Adjuvant Temozolomide Chemotherapy With or Without Interferon Alfa Among Patients With Newly Diagnosed High-grade Gliomas A Randomized Clinical Trial

Chengcheng Guo, MD, PhD¹; Qunying Yang, MD, PhD¹; Pengfei Xu, MD, PhD¹Meiling Deng, MD, PhD²; Taipeng Jiang, MD, PhD³; Linbo Cai, MD, PhD⁴; Jibin Li, MD, PhD⁵; Ke Sai, MD, PhD¹; Shaoyan Xi, MD, PhD⁶; Hui Ouyang, MD, PhD⁷; Mingfa Liu, MD, PhD⁸; Xianming Li, MD, PhD^9,10; Zihuang Li, MD, PhD^9,10; Xiangrong Ni, MD, PhD¹; Xi Cao, BSN¹; Cong Li, MD, PhD^11,12; Shaoxiong Wu, MD, PhD²; Xiaojing Du, MD, PhD²; Jun Su, MD, PhD¹³; Xiaoying Xue, MD, PhD¹⁴; Yiming Wang, MD, PhD¹⁵; Gang Li, MD, PhD¹⁶; Zhiyong Qin, MD, PhD^17,18,19; Hui Yang, MD, PhD²⁰; Tao Zhou, MD, PhD²¹; Jinquan Liu, MD, PhD²²; Xuefeng Hu, MD, PhD²³; Jian Wang, MD, PhD¹; Xiaobing Jiang, MD, PhD¹; Fuhua Lin, MD, PhD¹; Xiangheng Zhang, MD, PhD¹; Chao Ke, MD, PhD¹; Xiaofei Lv, MD, PhD²⁴; Yanchun Lv, MD, PhD²⁴; Wanming Hu, MD, PhD⁶; Jing Zeng, MD, PhD⁶; Zhenghe Chen, MD, PhD¹; Sheng Zhong, MD, PhD¹; Hairong Wang, MD¹; Yinsheng Chen, MD, PhD¹; Ji Zhang, MD, PhD¹; Depei Li, MD, PhD¹; Yonggao Mou, MD, PhD¹; Zhongping Chen, MD, PhD¹

doi:10.1001/jamanetworkopen.2022.53285

Abstract

 RCT: Adjuvant Temozolomide Chemotherapy With or Without Interferon alfa in Newly Diagnosed High-Grade Gliomas

Visual Abstract.

Importance  High-grade gliomas (HGGs) constitute the most common and aggressive primary brain tumor, with 5-year survival rates of 30.9% for grade 3 gliomas and 6.6% for grade 4 gliomas. The add-on efficacy of interferon alfa is unclear for the treatment of HGG.

Objectives  To compare the therapeutic efficacy and toxic effects of the combination of temozolomide and interferon alfa and temozolomide alone in patients with newly diagnosed HGG.

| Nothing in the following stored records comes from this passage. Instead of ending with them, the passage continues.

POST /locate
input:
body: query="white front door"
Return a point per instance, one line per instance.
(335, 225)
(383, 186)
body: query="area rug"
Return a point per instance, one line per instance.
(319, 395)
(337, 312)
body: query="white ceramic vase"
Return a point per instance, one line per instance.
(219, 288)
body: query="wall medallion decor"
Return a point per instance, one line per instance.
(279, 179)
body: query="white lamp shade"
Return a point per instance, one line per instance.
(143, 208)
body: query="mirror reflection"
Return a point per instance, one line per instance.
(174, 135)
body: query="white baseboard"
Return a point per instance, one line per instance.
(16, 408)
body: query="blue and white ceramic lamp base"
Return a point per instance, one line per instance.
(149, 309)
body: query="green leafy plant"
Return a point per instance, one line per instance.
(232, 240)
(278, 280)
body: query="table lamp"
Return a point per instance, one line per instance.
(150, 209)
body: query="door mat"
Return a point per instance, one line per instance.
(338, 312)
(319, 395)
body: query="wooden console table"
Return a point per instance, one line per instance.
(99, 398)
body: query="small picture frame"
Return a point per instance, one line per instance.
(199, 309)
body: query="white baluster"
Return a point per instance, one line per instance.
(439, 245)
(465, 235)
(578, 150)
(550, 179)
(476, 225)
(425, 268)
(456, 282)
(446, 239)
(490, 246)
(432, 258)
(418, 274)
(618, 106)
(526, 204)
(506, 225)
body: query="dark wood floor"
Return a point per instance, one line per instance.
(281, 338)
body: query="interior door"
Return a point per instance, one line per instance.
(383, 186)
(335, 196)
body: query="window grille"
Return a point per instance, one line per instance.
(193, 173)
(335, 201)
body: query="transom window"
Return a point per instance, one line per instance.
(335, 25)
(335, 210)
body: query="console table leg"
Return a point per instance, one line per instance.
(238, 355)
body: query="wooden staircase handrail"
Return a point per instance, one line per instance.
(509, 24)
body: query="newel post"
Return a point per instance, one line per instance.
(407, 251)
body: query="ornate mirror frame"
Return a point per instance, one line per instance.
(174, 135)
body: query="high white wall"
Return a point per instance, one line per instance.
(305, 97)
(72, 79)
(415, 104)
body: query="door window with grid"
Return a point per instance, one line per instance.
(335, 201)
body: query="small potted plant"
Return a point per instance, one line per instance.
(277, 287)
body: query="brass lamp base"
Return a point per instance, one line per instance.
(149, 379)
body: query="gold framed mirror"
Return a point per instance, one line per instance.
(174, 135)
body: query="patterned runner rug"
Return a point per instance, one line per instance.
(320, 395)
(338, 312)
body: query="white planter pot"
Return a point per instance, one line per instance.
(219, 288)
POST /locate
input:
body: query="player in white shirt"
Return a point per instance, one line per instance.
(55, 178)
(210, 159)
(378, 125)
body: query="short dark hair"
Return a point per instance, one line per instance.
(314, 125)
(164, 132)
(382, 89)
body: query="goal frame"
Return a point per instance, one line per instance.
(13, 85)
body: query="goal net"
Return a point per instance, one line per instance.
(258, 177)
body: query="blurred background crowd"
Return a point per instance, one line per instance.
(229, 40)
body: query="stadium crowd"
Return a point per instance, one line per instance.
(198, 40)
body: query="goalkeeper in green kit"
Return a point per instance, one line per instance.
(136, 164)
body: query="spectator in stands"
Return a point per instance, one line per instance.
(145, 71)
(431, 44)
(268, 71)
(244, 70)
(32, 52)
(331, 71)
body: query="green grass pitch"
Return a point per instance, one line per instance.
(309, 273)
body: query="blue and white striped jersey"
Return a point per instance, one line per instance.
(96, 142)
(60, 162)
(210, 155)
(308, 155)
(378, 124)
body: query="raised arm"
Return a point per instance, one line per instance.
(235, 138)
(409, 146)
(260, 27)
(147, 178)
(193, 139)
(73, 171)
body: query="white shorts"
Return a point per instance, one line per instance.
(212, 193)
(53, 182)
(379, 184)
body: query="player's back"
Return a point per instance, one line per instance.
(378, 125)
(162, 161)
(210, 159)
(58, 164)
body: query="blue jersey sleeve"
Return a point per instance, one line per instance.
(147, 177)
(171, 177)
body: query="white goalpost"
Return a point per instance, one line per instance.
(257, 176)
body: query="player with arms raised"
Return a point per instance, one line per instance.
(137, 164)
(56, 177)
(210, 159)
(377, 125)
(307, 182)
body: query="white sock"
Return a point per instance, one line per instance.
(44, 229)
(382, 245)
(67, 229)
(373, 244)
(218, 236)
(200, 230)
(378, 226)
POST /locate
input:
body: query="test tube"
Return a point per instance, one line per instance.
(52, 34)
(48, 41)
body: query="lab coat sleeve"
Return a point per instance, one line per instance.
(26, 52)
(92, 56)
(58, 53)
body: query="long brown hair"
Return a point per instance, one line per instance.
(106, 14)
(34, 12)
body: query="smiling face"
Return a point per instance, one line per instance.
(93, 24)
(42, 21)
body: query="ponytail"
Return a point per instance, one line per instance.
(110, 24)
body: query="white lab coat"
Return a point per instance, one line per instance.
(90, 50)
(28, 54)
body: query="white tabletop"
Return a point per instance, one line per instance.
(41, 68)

Design, Setting, and Participants  This multicenter, randomized, phase 3 clinical trial enrolled 199 patients with newly diagnosed HGG from May 1, 2012, to March 30, 2016, at 15 Chinese medical centers. Follow-up was completed July 31, 2021, and data were analyzed from September 13 to November 24, 2021. Eligible patients were aged 18 to 75 years with newly diagnosed and histologically confirmed HGG and had received no prior chemotherapy, radiotherapy, or immunotherapy for their HGG.

Interventions  All patients received standard radiotherapy concurrent with temozolomide. After a 4-week break, patients in the temozolomide with interferon alfa group received standard temozolomide combined with interferon alfa every 28 days. Patients in the temozolomide group received standard temozolomide.

Main Outcomes and Measures  The primary end point was 2-year overall survival (OS). Secondary end points were 2-year progression-free survival (PFS) and treatment tolerability.

Results  A total of 199 patients with HGG were enrolled, with a median follow-up time of 66.0 (95% CI, 59.1-72.9) months. Seventy-nine patients (39.7%) were women and 120 (60.3%) were men, with ages ranging from 18 to 75 years and a median age of 46.9 (95% CI, 45.3-48.7) years. The median OS of patients in the temozolomide plus interferon alfa group (26.7 [95% CI, 21.6-31.7] months) was significantly longer than that in the standard group (18.8 [95% CI, 16.9-20.7] months; hazard ratio [HR], 0.64 [95% CI, 0.47-0.88]; P = .005). Temozolomide plus interferon alfa also significantly improved median OS in patients with O6-methylguanine-DNA methyltransferase (MGMT) unmethylation (24.7 [95% CI, 20.5-28.8] months) compared with temozolomide (17.4 [95% CI, 14.1-20.7] months; HR, 0.57 [95% CI, 0.37-0.87]; P = .008). Seizure and influenzalike symptoms were more common in the temozolomide plus interferon alfa group, with 2 of 100 (2.0%) and 5 of 100 (5.0%) patients with grades 1 and 2 toxic effects, respectively (P = .02). Finally, results suggested that methylation level at the IFNAR1/2 promoter was a marker of sensitivity to temozolomide plus interferon alfa.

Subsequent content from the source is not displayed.